GSD was started as part of the family office in 2015 but was spun out in 2019 into its own, small 501c3, funded that year with an initial $7.5 million from Brin. Founded by Grant Dawson, a former naval lieutenant and a longtime member of Brin’s security detail, GSD was staffed with aides and contract consultants with experience in pararescue operations, disaster relief, maritime affairs and professional swimming and diving. Yet ultimately, according to California governance documents I looked at and first revealed by The Daily Beast, Brin controls the organization.
Early last year, in a lawsuit that hasn’t been reported, a contractor sued Bayshore in the first litigation ever publicly filed against the family office on any matter. The contractor, an intensive-care nurse who worked in medical-administrative services for the nonprofit, alleged that she had a consensual relationship with Dawson that eventually went south, and that Dawson professionally retaliated against her, ultimately pulling a promised full-time job at GSD. Dawson and Bayshore disputed her complaint in Santa Clara County Court, arguing that she was an underperformer and that no retaliation happened. After mediation, the two sides last summer settled the case out of court. Terms weren’t disclosed. In September, two months after the settlement, Dawson left GSD, and earlier this year he started his own separate disaster-relief organization, Pacific Response Group, with at least two other employees from GSD. (None of the parties involved, or their lawyers, returned requests for comment.)
A few weeks ago, after going almost a year without publicly unveiling a permanent leader, the nonprofit finally named a successor to Dawson, Michael Court.
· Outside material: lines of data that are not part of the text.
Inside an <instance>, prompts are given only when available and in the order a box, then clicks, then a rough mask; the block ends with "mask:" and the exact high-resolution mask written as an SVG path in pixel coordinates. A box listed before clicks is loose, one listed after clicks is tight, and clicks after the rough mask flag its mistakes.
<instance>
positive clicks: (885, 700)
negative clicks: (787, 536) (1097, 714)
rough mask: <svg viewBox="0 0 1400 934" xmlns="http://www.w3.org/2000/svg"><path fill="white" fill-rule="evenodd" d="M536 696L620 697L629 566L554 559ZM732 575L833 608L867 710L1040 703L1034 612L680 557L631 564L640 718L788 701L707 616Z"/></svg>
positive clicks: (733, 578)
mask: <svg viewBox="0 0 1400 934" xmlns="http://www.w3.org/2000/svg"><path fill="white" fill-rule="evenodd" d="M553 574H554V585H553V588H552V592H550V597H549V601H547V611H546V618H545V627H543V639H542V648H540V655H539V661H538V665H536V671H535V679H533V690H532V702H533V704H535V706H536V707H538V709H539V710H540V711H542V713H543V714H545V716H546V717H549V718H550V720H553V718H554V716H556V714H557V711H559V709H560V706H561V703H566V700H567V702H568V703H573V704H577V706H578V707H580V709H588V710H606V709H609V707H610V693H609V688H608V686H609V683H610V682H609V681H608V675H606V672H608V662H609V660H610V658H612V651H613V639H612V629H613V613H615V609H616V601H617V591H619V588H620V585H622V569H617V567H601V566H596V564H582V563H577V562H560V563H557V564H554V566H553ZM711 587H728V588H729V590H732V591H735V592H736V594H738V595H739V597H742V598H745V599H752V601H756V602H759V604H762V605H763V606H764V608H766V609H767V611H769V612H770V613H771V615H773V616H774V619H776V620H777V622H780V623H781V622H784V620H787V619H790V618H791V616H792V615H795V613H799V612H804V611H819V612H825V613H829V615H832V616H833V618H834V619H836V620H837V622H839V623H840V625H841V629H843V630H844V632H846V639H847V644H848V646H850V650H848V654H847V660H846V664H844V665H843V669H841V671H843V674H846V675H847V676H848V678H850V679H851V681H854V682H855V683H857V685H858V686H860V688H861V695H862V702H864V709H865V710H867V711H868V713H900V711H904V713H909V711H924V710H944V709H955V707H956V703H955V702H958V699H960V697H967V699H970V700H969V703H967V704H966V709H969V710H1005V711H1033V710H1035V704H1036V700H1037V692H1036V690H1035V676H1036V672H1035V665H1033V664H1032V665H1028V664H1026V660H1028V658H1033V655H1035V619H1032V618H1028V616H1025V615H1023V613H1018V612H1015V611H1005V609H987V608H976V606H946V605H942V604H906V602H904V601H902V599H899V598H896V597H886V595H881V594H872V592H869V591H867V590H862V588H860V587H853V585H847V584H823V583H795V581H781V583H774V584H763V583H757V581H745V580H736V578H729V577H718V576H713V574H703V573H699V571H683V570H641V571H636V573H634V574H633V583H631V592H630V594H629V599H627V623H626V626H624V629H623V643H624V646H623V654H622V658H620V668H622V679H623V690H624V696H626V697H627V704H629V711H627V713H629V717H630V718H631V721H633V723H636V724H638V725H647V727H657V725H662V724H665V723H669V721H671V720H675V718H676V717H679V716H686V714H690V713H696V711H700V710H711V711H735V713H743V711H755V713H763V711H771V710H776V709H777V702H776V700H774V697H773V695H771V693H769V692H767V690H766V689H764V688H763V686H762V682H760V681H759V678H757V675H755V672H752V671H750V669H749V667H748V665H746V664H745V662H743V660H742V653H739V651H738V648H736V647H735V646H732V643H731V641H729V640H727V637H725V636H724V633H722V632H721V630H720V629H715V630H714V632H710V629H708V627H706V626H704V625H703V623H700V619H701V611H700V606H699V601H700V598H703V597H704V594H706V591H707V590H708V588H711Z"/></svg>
With the C.E.O. change, GSD is now trying to move on and become a less-niche nonprofit: In the fall, GSD is sending out its first permanent humanitarian vessel, called M/V Dawn, into the Caribbean. The vessel, measuring 80 meters long and with the capacity to transport 60 emergency-responders to a part of the world battered each season by hurricanes and other extreme weather events, is being eagerly anticipated by Caribbean officials.
For all of this ambition, sophistication and scale, it is obvious that Bayshore is about to have some uncomfortable, unusual months in the public eye. The Brin-Shanahan divorce proceedings could reveal new elements of how Bayshore and other U.H.N.W. family offices operate. Bryan Freedman’s dual mandate—to represent Shanahan’s interests in the divorce, but also to protect her reputation as a budding philanthropist in Democratic politics and reproductive justice—incentivizes him to fight hard and leave no stone unturned in an increasingly public war. Bayshore itself could very well be a target.
For Brin’s part, the severing of their philanthropic interests in the divorce is likely to be more graceful than his disunion from Anne Wojcicki. Anne and Sergey had a joint charitable foundation together, The Brin Wojcicki Foundation, which eventually dispersed their corpus to each of their own separate foundations in what surely was a complicated, heavily-billed legal arrangement. Shanahan’s and Brin’s work isn’t as legally intertwined.
Still, there is an awkward coda to this whole mess, which further underscores Bayshore’s omnipresence in this saga. As she works through the divorce, I know that Shanahan is still relying on at least some people who are technically Bayshore staff to coordinate her own affairs—even though her interests today are, in some ways at least, at diametric odds with those of Brin.